I hated the groupie scene at Atlantic too. The minute one of Ahmet’s artists came into town the first order of business was to get them laid. Ahmet would say, “Get the girls,” and I’d call through his Rolodex until I found someone ready, willing, and able. These guys would fuck girls young enough to be their daughters without thinking twice. Ahmet took great pride in it, like he was the Turkish sultan offering his concubines.
No woman was safe, not even upper-level executives. One day, Ahmet saw everyone going into the conference room and followed them — he didn’t usually attend meetings — and he started the meeting by saying, “I have to tell you the most remarkable thing.

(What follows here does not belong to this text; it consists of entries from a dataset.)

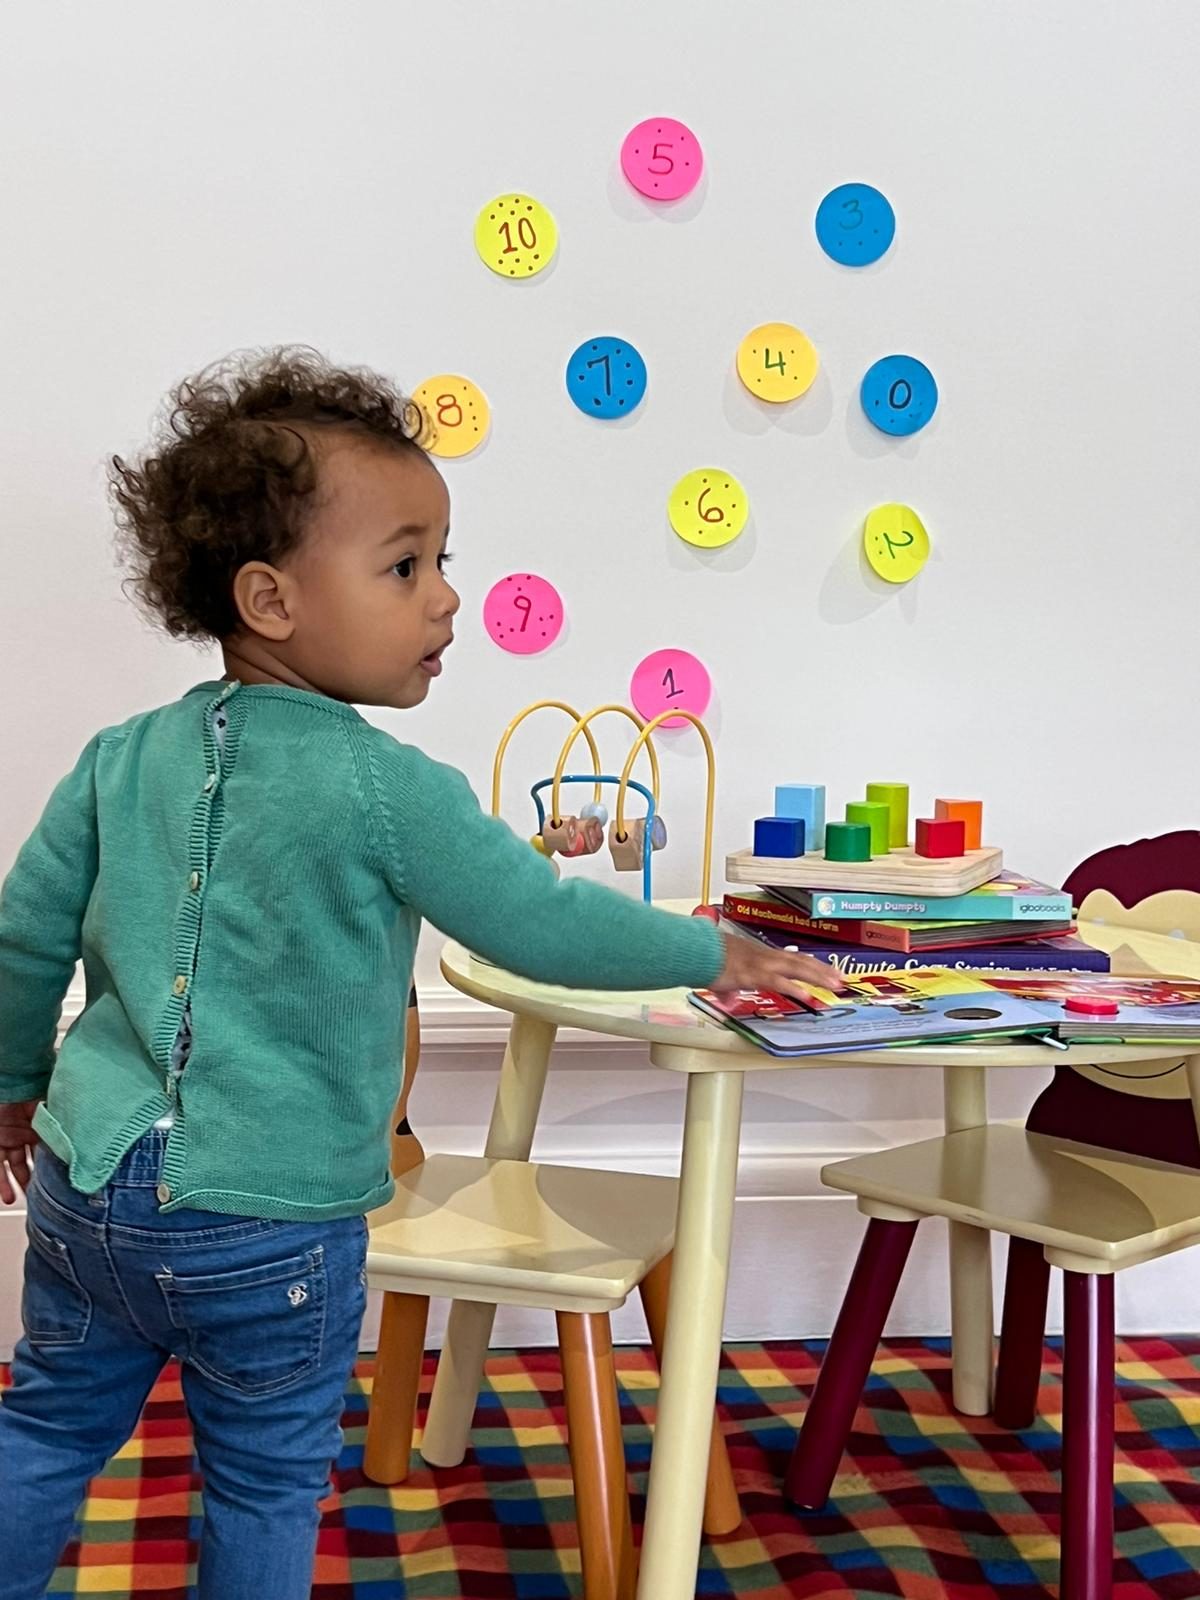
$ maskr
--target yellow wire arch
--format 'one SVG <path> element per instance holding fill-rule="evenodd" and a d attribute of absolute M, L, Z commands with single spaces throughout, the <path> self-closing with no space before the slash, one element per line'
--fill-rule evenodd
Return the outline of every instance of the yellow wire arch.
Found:
<path fill-rule="evenodd" d="M 605 712 L 608 712 L 608 711 L 615 711 L 619 715 L 621 715 L 622 717 L 628 717 L 630 722 L 632 722 L 634 727 L 638 730 L 638 743 L 637 743 L 637 745 L 634 746 L 635 749 L 639 749 L 640 750 L 642 744 L 645 743 L 647 754 L 650 757 L 650 792 L 654 796 L 654 807 L 655 807 L 655 810 L 658 809 L 658 786 L 659 786 L 658 754 L 655 751 L 654 746 L 650 743 L 650 741 L 648 739 L 643 739 L 644 728 L 643 728 L 643 723 L 642 723 L 641 719 L 639 717 L 635 717 L 633 712 L 630 711 L 628 706 L 619 706 L 619 705 L 615 705 L 615 704 L 613 704 L 613 705 L 604 705 L 604 706 L 595 706 L 591 711 L 588 712 L 586 717 L 580 717 L 578 719 L 578 721 L 576 722 L 575 726 L 571 729 L 570 733 L 567 735 L 567 741 L 563 745 L 562 750 L 559 752 L 558 765 L 554 769 L 554 786 L 550 791 L 550 821 L 552 823 L 554 823 L 554 824 L 557 824 L 557 823 L 562 821 L 562 812 L 561 812 L 560 807 L 559 807 L 559 802 L 560 802 L 560 800 L 562 798 L 562 795 L 561 795 L 562 775 L 566 771 L 567 757 L 571 754 L 571 746 L 575 743 L 576 739 L 578 739 L 579 735 L 582 733 L 582 734 L 585 735 L 585 737 L 587 738 L 588 743 L 591 745 L 591 747 L 592 747 L 592 749 L 594 751 L 596 746 L 592 743 L 592 730 L 589 727 L 589 724 L 592 722 L 592 720 L 594 718 L 601 717 L 601 716 L 603 716 L 605 714 Z M 594 772 L 599 772 L 600 768 L 598 766 L 596 766 L 596 767 L 593 767 L 592 770 Z M 597 785 L 597 787 L 596 787 L 596 799 L 599 800 L 599 798 L 600 798 L 600 788 L 599 788 L 599 785 Z"/>
<path fill-rule="evenodd" d="M 633 748 L 630 750 L 628 759 L 621 770 L 621 782 L 617 788 L 617 838 L 624 839 L 625 837 L 625 794 L 629 787 L 629 775 L 633 771 L 633 763 L 637 760 L 637 753 L 643 744 L 648 750 L 653 751 L 654 746 L 650 743 L 650 735 L 671 717 L 686 717 L 692 727 L 699 733 L 701 739 L 704 740 L 704 755 L 708 764 L 708 781 L 705 786 L 704 797 L 704 857 L 700 869 L 700 904 L 704 906 L 708 904 L 709 883 L 712 878 L 713 811 L 717 792 L 717 761 L 713 754 L 712 740 L 708 736 L 708 729 L 700 721 L 700 718 L 694 717 L 690 711 L 661 712 L 654 718 L 653 722 L 648 722 L 645 725 L 633 741 Z M 655 786 L 654 805 L 657 810 L 657 785 Z"/>
<path fill-rule="evenodd" d="M 574 732 L 571 735 L 572 740 L 574 740 L 575 735 L 579 732 L 583 722 L 587 721 L 585 717 L 581 722 L 578 711 L 576 711 L 574 706 L 569 706 L 565 700 L 535 700 L 532 705 L 526 706 L 524 711 L 519 711 L 517 713 L 517 715 L 509 723 L 508 727 L 505 728 L 503 737 L 501 738 L 500 743 L 496 746 L 496 759 L 492 762 L 492 815 L 494 817 L 498 817 L 500 815 L 500 774 L 504 766 L 504 753 L 508 749 L 509 741 L 511 740 L 513 734 L 516 733 L 517 729 L 525 721 L 525 718 L 531 717 L 535 711 L 565 711 L 567 716 L 569 716 L 572 722 L 575 724 Z M 640 726 L 641 724 L 639 723 L 639 727 Z M 588 749 L 592 753 L 592 771 L 599 776 L 600 752 L 596 748 L 596 741 L 592 737 L 592 730 L 584 727 L 583 732 L 588 742 Z M 596 785 L 592 798 L 599 800 L 599 784 Z"/>

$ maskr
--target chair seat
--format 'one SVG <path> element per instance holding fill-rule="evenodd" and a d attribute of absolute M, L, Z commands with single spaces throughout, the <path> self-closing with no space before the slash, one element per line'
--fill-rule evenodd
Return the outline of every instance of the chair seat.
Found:
<path fill-rule="evenodd" d="M 1079 1271 L 1200 1240 L 1200 1172 L 1004 1123 L 838 1161 L 821 1177 L 868 1213 L 888 1206 L 1015 1234 Z"/>
<path fill-rule="evenodd" d="M 368 1218 L 372 1288 L 613 1311 L 675 1236 L 674 1178 L 430 1156 Z"/>

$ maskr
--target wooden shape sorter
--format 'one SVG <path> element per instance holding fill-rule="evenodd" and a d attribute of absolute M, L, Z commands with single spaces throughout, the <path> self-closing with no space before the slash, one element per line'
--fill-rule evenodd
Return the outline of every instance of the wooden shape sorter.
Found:
<path fill-rule="evenodd" d="M 968 850 L 932 860 L 909 845 L 870 861 L 827 861 L 816 853 L 784 860 L 735 850 L 725 858 L 730 883 L 778 884 L 782 889 L 861 889 L 867 894 L 969 894 L 1004 870 L 1002 850 Z"/>

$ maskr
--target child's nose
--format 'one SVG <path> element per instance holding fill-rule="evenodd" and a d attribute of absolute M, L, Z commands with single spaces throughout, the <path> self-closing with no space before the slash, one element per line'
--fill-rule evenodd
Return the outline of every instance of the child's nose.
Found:
<path fill-rule="evenodd" d="M 438 615 L 441 617 L 454 616 L 459 606 L 462 605 L 462 598 L 458 590 L 447 583 L 445 578 L 442 579 L 442 593 L 439 596 L 439 601 Z"/>

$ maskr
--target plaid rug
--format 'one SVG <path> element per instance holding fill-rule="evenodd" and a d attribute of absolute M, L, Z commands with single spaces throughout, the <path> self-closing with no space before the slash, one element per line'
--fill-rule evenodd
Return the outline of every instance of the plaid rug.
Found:
<path fill-rule="evenodd" d="M 893 1341 L 875 1364 L 833 1504 L 801 1516 L 784 1505 L 779 1486 L 820 1353 L 818 1344 L 727 1348 L 721 1403 L 745 1521 L 706 1542 L 697 1595 L 1057 1594 L 1059 1348 L 1046 1352 L 1036 1426 L 1010 1434 L 954 1413 L 945 1340 Z M 1125 1341 L 1119 1357 L 1117 1600 L 1200 1596 L 1200 1339 Z M 641 1350 L 619 1352 L 618 1365 L 640 1522 L 657 1375 Z M 432 1375 L 429 1361 L 425 1399 Z M 437 1473 L 418 1463 L 395 1489 L 362 1475 L 370 1388 L 364 1361 L 346 1396 L 346 1443 L 321 1528 L 314 1600 L 580 1593 L 554 1352 L 493 1357 L 467 1462 Z M 136 1437 L 93 1484 L 80 1542 L 51 1593 L 186 1600 L 197 1490 L 178 1375 L 168 1371 Z"/>

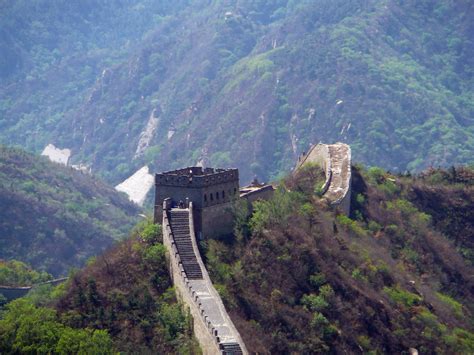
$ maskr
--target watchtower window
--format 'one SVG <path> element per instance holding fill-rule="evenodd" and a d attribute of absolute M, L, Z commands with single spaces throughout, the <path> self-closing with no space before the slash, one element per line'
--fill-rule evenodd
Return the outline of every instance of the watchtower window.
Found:
<path fill-rule="evenodd" d="M 211 201 L 214 201 L 214 196 L 212 195 L 212 192 L 211 192 Z"/>
<path fill-rule="evenodd" d="M 225 191 L 222 190 L 222 198 L 225 199 Z"/>
<path fill-rule="evenodd" d="M 216 200 L 219 199 L 219 191 L 216 192 Z"/>
<path fill-rule="evenodd" d="M 204 194 L 204 202 L 207 202 L 207 194 Z"/>
<path fill-rule="evenodd" d="M 237 188 L 234 187 L 234 195 L 237 193 Z"/>

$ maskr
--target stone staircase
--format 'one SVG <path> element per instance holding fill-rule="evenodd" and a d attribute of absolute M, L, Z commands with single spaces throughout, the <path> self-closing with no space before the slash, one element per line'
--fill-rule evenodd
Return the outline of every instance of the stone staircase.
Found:
<path fill-rule="evenodd" d="M 204 266 L 195 240 L 192 202 L 170 208 L 164 202 L 163 243 L 170 253 L 170 272 L 178 298 L 189 306 L 194 334 L 205 355 L 247 355 Z"/>
<path fill-rule="evenodd" d="M 239 343 L 223 343 L 220 345 L 222 355 L 241 355 L 243 354 Z"/>
<path fill-rule="evenodd" d="M 202 270 L 194 254 L 189 231 L 189 211 L 178 208 L 171 209 L 170 226 L 187 278 L 189 280 L 202 280 Z"/>

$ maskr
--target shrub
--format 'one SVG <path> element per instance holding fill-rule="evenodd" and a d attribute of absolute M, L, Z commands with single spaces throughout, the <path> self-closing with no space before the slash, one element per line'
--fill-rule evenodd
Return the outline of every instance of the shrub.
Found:
<path fill-rule="evenodd" d="M 414 293 L 402 290 L 400 287 L 384 287 L 383 291 L 392 302 L 402 304 L 406 307 L 414 306 L 422 301 L 422 298 Z"/>
<path fill-rule="evenodd" d="M 323 296 L 317 296 L 315 294 L 304 295 L 301 298 L 301 304 L 303 304 L 306 309 L 312 312 L 319 312 L 329 307 L 329 303 L 324 299 Z"/>
<path fill-rule="evenodd" d="M 319 287 L 326 283 L 326 277 L 323 273 L 313 274 L 309 277 L 309 283 L 314 288 L 319 289 Z"/>
<path fill-rule="evenodd" d="M 367 276 L 365 276 L 359 268 L 352 270 L 351 276 L 356 280 L 368 281 Z"/>
<path fill-rule="evenodd" d="M 254 233 L 261 233 L 268 226 L 287 227 L 291 213 L 298 209 L 302 202 L 300 193 L 287 191 L 280 187 L 268 201 L 256 201 L 254 213 L 250 219 L 250 228 Z"/>
<path fill-rule="evenodd" d="M 384 180 L 385 171 L 379 167 L 371 167 L 367 170 L 367 177 L 371 183 L 380 184 Z"/>
<path fill-rule="evenodd" d="M 64 326 L 55 310 L 18 299 L 0 320 L 0 352 L 111 354 L 112 340 L 105 330 Z"/>
<path fill-rule="evenodd" d="M 367 236 L 367 232 L 364 230 L 364 228 L 362 228 L 358 223 L 357 221 L 353 221 L 352 219 L 350 219 L 349 217 L 347 217 L 346 215 L 338 215 L 337 216 L 337 221 L 339 222 L 339 224 L 343 227 L 345 227 L 346 229 L 349 229 L 351 230 L 352 232 L 354 232 L 357 236 L 359 237 L 365 237 Z"/>
<path fill-rule="evenodd" d="M 368 224 L 368 228 L 372 233 L 376 233 L 380 229 L 382 229 L 382 226 L 375 221 L 370 221 Z"/>
<path fill-rule="evenodd" d="M 370 338 L 366 335 L 360 335 L 357 337 L 357 343 L 365 350 L 369 351 L 370 346 Z"/>
<path fill-rule="evenodd" d="M 474 333 L 465 329 L 454 328 L 450 335 L 443 337 L 443 340 L 451 347 L 453 352 L 457 354 L 474 353 Z"/>
<path fill-rule="evenodd" d="M 440 292 L 436 292 L 436 296 L 443 301 L 445 304 L 447 304 L 451 309 L 453 310 L 454 314 L 456 317 L 461 318 L 463 315 L 462 312 L 462 304 L 453 299 L 452 297 L 449 297 L 448 295 L 444 295 Z"/>

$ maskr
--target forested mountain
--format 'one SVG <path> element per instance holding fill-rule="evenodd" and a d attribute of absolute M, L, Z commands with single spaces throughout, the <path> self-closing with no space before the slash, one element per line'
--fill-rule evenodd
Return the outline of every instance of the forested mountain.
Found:
<path fill-rule="evenodd" d="M 473 162 L 471 1 L 0 8 L 0 141 L 110 182 L 198 161 L 267 179 L 318 141 L 394 171 Z"/>
<path fill-rule="evenodd" d="M 0 146 L 0 259 L 64 275 L 125 237 L 139 212 L 97 178 Z"/>

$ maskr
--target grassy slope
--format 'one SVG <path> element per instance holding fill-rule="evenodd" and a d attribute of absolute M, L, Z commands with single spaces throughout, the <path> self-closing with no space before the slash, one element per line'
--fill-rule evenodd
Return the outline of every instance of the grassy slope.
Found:
<path fill-rule="evenodd" d="M 454 184 L 430 176 L 355 169 L 349 219 L 314 194 L 306 171 L 285 181 L 291 193 L 257 206 L 236 241 L 209 241 L 211 278 L 248 348 L 472 352 L 471 246 L 443 235 L 449 217 L 418 209 L 426 199 L 415 193 L 438 191 L 455 208 L 458 194 L 472 199 L 472 177 Z M 472 211 L 458 217 L 469 233 Z"/>
<path fill-rule="evenodd" d="M 0 257 L 61 275 L 127 235 L 139 210 L 94 177 L 0 146 Z"/>

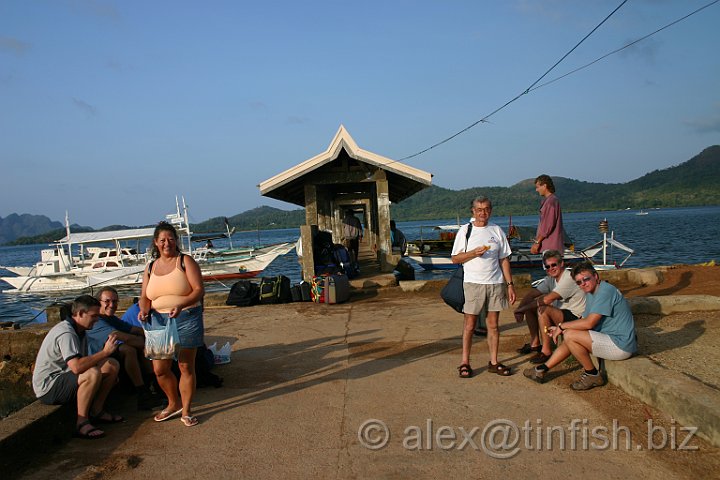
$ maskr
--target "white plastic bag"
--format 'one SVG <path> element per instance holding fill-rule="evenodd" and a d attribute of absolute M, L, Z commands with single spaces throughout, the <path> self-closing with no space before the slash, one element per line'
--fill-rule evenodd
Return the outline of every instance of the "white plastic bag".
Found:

Last night I went out to a concert. Afterward I went backstage with the lead singer and he had five girls lined up naked and we took turns fucking them, one after the other. Pussies are amazing. You’re fucking them, and they’re a mess, but after we finished, the girls showered and they looked great.”
Not one man in the room said a word — they didn’t stick up for the women, who shouldn’t have had to listen to that story, and the women didn’t or couldn’t stick up for themselves.
It’s hard to explain why I put up with so much blatant misogyny. I had no female role models to look to for guidance. No woman had bucked the system and blazed the trail. In all the years I worked there, I saw only one woman stand up for herself. Atlantic distributed Atco Records, and a top executive there was cheating with his subordinate. His pregnant wife came to the office with a gun and said, “I’m going to blow your dick off.” Talk about blazing a trail. The woman also wrote a letter to corporate, but nothing happened. Her husband and his girlfriend both kept their jobs.
As for me, I needed the job too much to risk it. There’s an old joke Woody Allen tells at the end of Annie Hall: “This guy goes to a psychiatrist and says, ‘Doc, my brother’s crazy. He thinks he’s a chicken.’ And the doctor says, ‘Well, why don’t you turn him in?’ And the guy says, ‘I would, but I need the eggs.’”
Why didn’t I turn Ahmet in? I needed the eggs.